Tuesday, October 18, 2011

The Occupy Movement

So, the movement that began with Occupy Wall Street has gone global. Rather difficult not to take notice of it when the point of the movement, at least when it first started, was to raise awareness. While many people have shown their support for this movement, there are a few things preventing it from advancing.

The Groupthinkers and The Crazies

Yes, this movement has some level of groupthink behind it. Yes, groupthink is in general a dangerous thing. On sheer principle, anyone participating in the protests should have a full understanding of what's being protested and why. Sadly, this isn't the case. It's not that all protesters don't know what's going on, but yes, some of them don't.

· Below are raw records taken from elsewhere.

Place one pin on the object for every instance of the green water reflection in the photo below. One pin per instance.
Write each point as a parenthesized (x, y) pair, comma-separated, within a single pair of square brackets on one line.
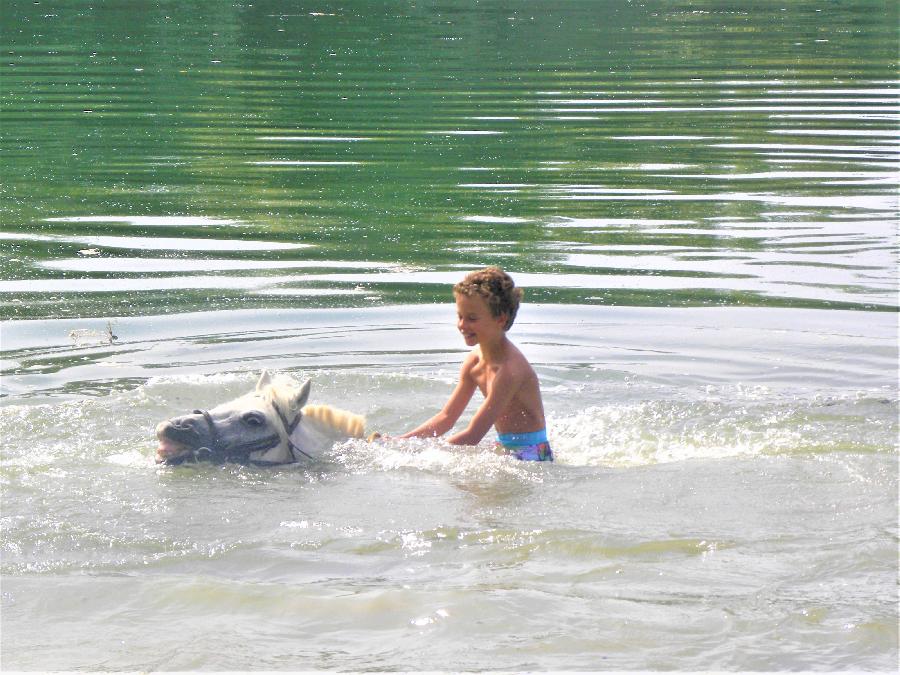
[(625, 153)]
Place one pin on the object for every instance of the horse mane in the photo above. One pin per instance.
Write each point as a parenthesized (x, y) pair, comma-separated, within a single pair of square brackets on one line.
[(341, 420), (282, 389)]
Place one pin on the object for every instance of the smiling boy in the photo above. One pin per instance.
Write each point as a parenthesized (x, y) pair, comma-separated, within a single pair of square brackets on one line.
[(486, 306)]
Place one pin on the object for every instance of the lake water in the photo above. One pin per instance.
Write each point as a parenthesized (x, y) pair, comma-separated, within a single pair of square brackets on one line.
[(700, 202)]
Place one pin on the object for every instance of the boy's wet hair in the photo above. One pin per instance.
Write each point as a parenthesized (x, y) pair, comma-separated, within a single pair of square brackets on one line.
[(498, 290)]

Yes, there are people with extremist views trying to jump on the bandwagon to promote their own agenda. This is human nature. People are pushing for everything from open revolution to returning to a gold standard and dissolving the Federal Reserve. People are complaining about the general notion of corporate greed in a capitalist society when they probably couldn't define capitalism if you asked them to.

The Baptists have Westboro, the Republicans have the Tea Party, and the Occupy movement is going to have its own subset of extremists. If you let that form your entire impression of the movement, you're not paying enough attention.

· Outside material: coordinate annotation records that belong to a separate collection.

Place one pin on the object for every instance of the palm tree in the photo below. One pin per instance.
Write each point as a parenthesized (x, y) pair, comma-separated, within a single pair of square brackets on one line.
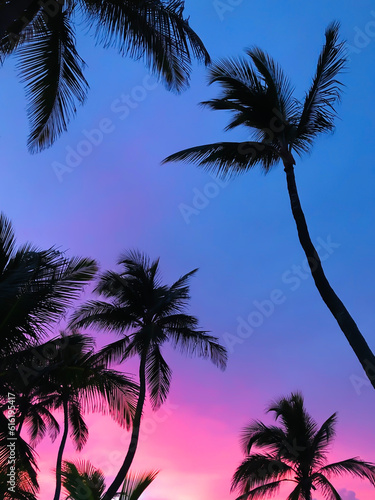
[(42, 35), (36, 288), (82, 481), (147, 314), (296, 452), (78, 380), (261, 98), (20, 467)]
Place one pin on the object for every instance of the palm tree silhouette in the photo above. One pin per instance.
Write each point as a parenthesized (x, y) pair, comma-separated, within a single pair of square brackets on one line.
[(261, 98), (83, 481), (42, 35), (147, 314), (80, 381), (36, 288), (296, 452)]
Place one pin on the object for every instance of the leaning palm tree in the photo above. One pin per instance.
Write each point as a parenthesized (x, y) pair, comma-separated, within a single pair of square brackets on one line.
[(78, 380), (261, 98), (36, 288), (42, 35), (294, 452), (20, 466), (147, 314), (83, 481)]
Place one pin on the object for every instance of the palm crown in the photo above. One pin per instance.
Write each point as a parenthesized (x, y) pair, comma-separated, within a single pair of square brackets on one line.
[(36, 288), (261, 98), (149, 314), (43, 38), (295, 452)]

The Authority and The Media

Politicians are taking advantage of the presence of a few crazies to belittle the movement. They're throwing out words that have been dirty in America for generations like socialism, communism, and Nazism simply to assert their position. They're demanding a single solution to a multifaceted problem from protesting citizens. They don't want the movement to succeed because the people behind it recognize that problems exist within our society and that our government is a major contributor to them. In some cases, even the police that we trust to protect us are contributing to our oppression. Thankfully, some of us have enough courage and honor that we're calling them out on it.

Mainstream media is merely a pawn parroting the politicians' statements. Like this country, the media was bought and paid for a long time ago. True news doesn't exist anymore. The only information we get is twisted, biased, and filtered to be what corporate businesses want it to be.

We as a country have learned to stop thinking for ourselves and readily accept the shit shoveled in our general direction. Before anything else can change, that needs to change.

The Idealists

Don't get me wrong: overall, Occupy is a good idea. There are problems with our society, that much is a given. However, the thoughts of the movement's protesters can't end there if they hope to ever actually accomplish anything other than being noteworthy news because they managed to attract enough attention. We need to identify the real problems that got us to where we are. We need to civilly discuss them with each other and figure out how to solve them. We need to try to keep an open mind and allow our positions to be subject to change.

Our governmental representatives have proven that they aren't even capable of reading a bill for their life-long salaries, much less making a decision that's in our best interest. Yes, we can elect new officials in the coming elections, but they're just as susceptible to the flaws of our current system as their predecessors. The system itself needs to be fixed, and that requires people more interested in that cause than in their own individual power or wealth.

Corporations are and will always be fueled by the incentive for profit in a capitalist society, not by whatever beneficial societal effects may or may not arise as a result. They can't be trusted to make decisions in the interest of society when their own interests conflict.

It's up to us, the people, to fix the world that we live in. That requires more than an idea or the acknowledgement or validation of a problem or a symptom.